Esta Sala de Artes Aborígenes, situada en el contexto del Museo Nacional de Bellas Artes, encuentra su antecedente directo en aquella “Sala Permanente de Arqueología Antillana” inaugurada en este propio museo en 1956 y disuelta, no sé ahora por qué criterios (presumo que por su carácter polivalente, juicio entonces extendido a todas las salas del novísimo Museo Nacional) en los primeros años de la década del sesenta. En aquel año de 1956 la Revista del Instituto Nacional de Cultura fundamentaba la creación de esta exposición permanente con una nota permanente que, casi cuatro décadas después, nos sigue funcionando perfectamente para la presente argumentación: “El valioso material (…) al que por razones obvias no tenía acceso el gran público, ha quedado expuesto con sentido didáctico a la contemplación y estudio de nacionales y extranjeros. Innecesario resulta destacar la importancia arqueológica como fundamento de toda seria formación cultural. Su presencia en el Palacio de Bellas Artes tiene además una indudable implicación artística, ya que las curiosas y originales formas geométricas y antropomorfas que caracterizan las culturas aborígenes de Cuba, constituyen datos y referencias de sumo interés para nuestros artistas plásticos contemporáneos”. (3)

Por su contenido, esta Sala de Artes Aborígenes, además, pasaría a ser uno de los espacios con mayor potencialidad de explotación turística del país. La colección de piezas aborígenes cubanas, en estos momentos tan dispersa, si estuviera reunida, organizada, debidamente expuesta y con las medidas de protección requeridas, sería uno de los atractivos de mayor impacto para el turismo que nos visita. Y más, si se tiene en cuenta la falaz y bien divulgada creencia de que, como anotara el conocido historiador del arte José Pijoan: “En la vida diaria los indios antillanos parece que habían podido pasarse sin el arte”. Errónea manía que la editorial Espasa-Calpe S.A. de España se ha encargado de publicar durante cincuenta años (de 1931 a 1980) en las ocho lujosas ediciones que han realizado al tomo I de Summa Artis, Historia General del Arte, dedicado al Arte de los Pueblos Aborígenes.
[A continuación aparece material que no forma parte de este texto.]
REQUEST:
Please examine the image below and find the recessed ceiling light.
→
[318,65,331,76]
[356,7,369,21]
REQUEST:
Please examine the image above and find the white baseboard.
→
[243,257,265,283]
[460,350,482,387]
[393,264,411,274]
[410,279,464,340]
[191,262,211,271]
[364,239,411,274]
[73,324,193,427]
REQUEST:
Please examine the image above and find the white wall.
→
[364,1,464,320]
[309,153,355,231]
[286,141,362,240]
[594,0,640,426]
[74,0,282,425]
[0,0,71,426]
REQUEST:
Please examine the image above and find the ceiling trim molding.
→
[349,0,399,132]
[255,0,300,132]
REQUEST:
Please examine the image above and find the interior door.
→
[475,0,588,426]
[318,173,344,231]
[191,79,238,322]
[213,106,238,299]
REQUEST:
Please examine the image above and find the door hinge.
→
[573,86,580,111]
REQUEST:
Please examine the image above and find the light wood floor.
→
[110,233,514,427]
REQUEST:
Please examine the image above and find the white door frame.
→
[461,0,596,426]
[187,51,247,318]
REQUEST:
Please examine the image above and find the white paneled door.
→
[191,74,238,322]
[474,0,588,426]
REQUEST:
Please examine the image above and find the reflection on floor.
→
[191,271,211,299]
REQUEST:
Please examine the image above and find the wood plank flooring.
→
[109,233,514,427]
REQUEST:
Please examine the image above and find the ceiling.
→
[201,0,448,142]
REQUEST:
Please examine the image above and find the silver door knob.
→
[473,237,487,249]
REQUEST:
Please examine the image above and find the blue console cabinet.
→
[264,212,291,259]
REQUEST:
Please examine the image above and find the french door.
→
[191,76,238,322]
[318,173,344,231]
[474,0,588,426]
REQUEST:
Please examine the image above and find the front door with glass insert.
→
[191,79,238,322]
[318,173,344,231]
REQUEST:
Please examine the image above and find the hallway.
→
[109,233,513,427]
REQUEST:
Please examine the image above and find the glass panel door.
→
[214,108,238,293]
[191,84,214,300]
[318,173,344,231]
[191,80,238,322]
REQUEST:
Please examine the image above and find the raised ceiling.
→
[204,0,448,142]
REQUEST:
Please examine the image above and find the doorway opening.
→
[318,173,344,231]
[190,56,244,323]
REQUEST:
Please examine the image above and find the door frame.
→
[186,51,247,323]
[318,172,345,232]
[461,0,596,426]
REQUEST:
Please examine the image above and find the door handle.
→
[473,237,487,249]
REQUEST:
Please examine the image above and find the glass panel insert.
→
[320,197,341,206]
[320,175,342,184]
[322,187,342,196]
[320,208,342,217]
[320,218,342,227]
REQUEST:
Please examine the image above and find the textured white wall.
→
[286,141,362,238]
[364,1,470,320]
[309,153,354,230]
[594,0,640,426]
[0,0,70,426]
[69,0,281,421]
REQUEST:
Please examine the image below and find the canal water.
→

Por eso, nos hacemos eco de las palabras de la Arroyo de hace cincuenta años: “Lastima grande, repetimos, que el estado no reúna en un solo Museo Nacional … todos los aportes dispersos … con lo que contribuiría de un modo efectivo a que se conservara íntegramente el valioso acervo cultural de nuestra civilización indígena”. (4)

La muestra

De acuerdo con los estudios que se han realizado en los sitios indoarqueologicos cubanos, tres han sido los grupos culturales que nos han legado sus artes. Que, al atender esencialmente a su base económica, se les ha dado en llamar respectivamente: preagroalfareros, protoagricolas y agroalfareros. Vale aclarar que estos compartimientos etnoculturales ya no resultan clasificaciones definitorias. Actualmente están susceptibles a cambios, volviéndose a los dos conocidos horizontes culturales de siempre: Ciboney y Taino.
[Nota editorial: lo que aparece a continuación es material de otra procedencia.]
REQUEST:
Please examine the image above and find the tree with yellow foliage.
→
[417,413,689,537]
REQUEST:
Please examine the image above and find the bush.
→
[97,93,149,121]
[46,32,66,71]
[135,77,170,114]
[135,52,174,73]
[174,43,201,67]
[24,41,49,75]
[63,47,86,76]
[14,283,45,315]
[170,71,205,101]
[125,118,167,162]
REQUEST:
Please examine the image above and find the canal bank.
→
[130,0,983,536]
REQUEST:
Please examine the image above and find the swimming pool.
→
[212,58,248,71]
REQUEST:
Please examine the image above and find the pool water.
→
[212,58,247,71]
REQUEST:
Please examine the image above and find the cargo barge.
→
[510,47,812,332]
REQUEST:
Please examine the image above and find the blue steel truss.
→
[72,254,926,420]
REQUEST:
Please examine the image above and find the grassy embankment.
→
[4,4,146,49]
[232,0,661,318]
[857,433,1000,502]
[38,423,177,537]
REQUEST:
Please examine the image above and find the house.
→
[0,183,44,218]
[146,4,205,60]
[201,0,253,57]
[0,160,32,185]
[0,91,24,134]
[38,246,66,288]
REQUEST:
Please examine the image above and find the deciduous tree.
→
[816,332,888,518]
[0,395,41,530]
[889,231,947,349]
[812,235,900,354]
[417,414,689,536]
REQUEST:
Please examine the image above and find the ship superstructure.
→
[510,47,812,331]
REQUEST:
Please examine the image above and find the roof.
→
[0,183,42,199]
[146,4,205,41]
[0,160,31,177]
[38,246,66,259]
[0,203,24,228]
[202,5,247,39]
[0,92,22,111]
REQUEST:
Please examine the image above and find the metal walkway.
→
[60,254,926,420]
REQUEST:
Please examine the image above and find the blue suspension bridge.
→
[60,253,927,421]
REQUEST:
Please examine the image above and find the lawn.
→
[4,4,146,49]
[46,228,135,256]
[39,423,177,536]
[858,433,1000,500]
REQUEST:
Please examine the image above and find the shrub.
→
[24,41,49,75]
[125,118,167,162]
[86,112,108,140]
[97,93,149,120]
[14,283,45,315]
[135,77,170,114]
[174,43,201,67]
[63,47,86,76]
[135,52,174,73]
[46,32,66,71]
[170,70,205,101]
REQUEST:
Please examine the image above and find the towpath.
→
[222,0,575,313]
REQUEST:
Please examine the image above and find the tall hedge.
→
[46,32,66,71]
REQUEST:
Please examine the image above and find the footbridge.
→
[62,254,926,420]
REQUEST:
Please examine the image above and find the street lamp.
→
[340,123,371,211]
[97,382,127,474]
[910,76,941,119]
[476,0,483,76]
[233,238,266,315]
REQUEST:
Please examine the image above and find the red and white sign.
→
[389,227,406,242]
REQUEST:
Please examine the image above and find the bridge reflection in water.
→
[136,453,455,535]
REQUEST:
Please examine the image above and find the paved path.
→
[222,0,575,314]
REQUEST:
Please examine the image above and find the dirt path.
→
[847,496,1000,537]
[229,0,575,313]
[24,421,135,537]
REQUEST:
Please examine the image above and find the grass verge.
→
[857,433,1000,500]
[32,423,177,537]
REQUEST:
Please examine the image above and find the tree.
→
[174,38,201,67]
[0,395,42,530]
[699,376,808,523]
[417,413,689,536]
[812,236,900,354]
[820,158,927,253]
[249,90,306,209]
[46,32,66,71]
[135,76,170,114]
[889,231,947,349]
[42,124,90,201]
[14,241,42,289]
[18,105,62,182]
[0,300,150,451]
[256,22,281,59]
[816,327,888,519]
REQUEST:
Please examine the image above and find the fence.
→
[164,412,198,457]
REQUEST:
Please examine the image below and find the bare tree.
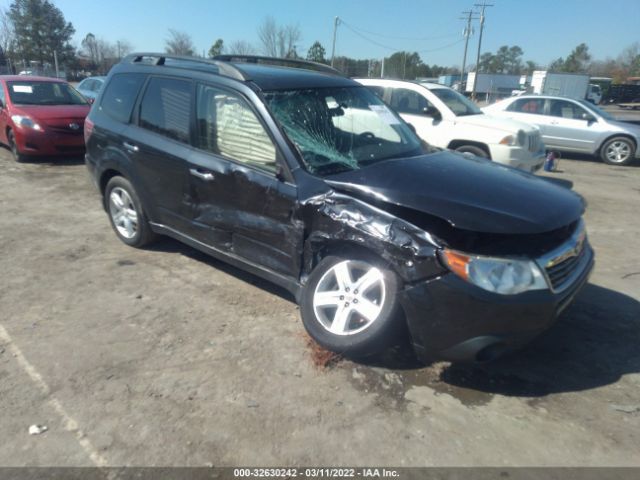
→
[115,38,133,58]
[258,17,278,57]
[258,17,302,57]
[164,28,196,56]
[81,32,100,65]
[225,40,256,55]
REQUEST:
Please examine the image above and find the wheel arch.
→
[596,133,638,155]
[447,139,491,159]
[98,168,125,196]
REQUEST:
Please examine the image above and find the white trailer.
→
[531,70,602,103]
[465,72,520,96]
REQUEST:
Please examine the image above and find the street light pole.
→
[471,3,493,100]
[331,17,340,67]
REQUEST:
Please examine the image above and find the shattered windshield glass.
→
[265,87,424,176]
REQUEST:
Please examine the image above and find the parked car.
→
[0,75,90,162]
[356,78,545,172]
[76,77,107,103]
[85,53,594,360]
[484,95,640,165]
Independientemente al irregular grado de desarrollo alcanzado entre unos y otros, se (pre)supone contactos entre los mismos y hasta posibles procesos de transculturación en determinadas poblaciones. Ya que, desde el punto de vista de la cronología absoluta, se verifica la convivencia entre ellos.

La arqueología de campo saca a la luz toda una serie amplísima de objetos que los estudiosos llaman “el ajuar arqueológico”. De este ajuar se puede lograr clasificar dos producciones fundamentales: una seria la producción de artefactos que algunos autores llaman de “uso práctico” o de “finalidad utilitaria”. Son aquellos que acusan funciones de herramientas y de labor, como es el caso de los picos, martillos, platos, cucharas y gubias de concha. O aquellos cantos rodados devenidos en majadores, las lascas de sílex retocadas, las puntas de flecha, la coa o palo cavador, etc.

Esta producción, sí necesaria para el estudio de reconstrucción histórica y antropológica de estas comunidades prehistóricas, al no contar con elementos estéticos o de artisticidad en su confección, no devienen en objetos de interés para una muestra como la que ahora nos ocupa.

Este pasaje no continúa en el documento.